Para que experimentemos un nuevo comienzo tiene que haber consagración y tratos disciplinarios. Éste es un principio rector. Sin embargo, nuestra consagración y los tratos que experimentamos en las diferentes etapas difieren en profundidad. Inicialmente, los tratos son externos y superficiales, pero con el tiempo se vuelven más profundos y agudos hasta que incluyan aun nuestras experiencias espirituales. Abraham pasó por muchos tratos, y al final incluso tuvo que ofrecer a Isaac, a quien obtuvo mediante la gracia de Dios (Gn. 22:1-19). No sólo tuvo que echar a Ismael, a quien había engendrado según su carne (21:9-14); Abraham también tuvo que ofrecer a Isaac, a quien había obtenido mediante la promesa de la gracia de Dios, y lo puso en el altar. Esto fue una consagración profunda y genuina.

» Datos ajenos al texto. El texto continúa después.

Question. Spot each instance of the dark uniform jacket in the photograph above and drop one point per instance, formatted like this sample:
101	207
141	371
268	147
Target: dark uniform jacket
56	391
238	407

El mismo principio se presenta en El Cantar de los Cantares. En la cuarta etapa de la experiencia de la que busca al amado, sus logros espirituales son condenados, y ella tiene que consagrarlos. Por lo tanto, si deseamos tener un nuevo comienzo, ser renovados y vitalizados, tenemos que experimentar una consagración nueva y sufrir un trato nuevo.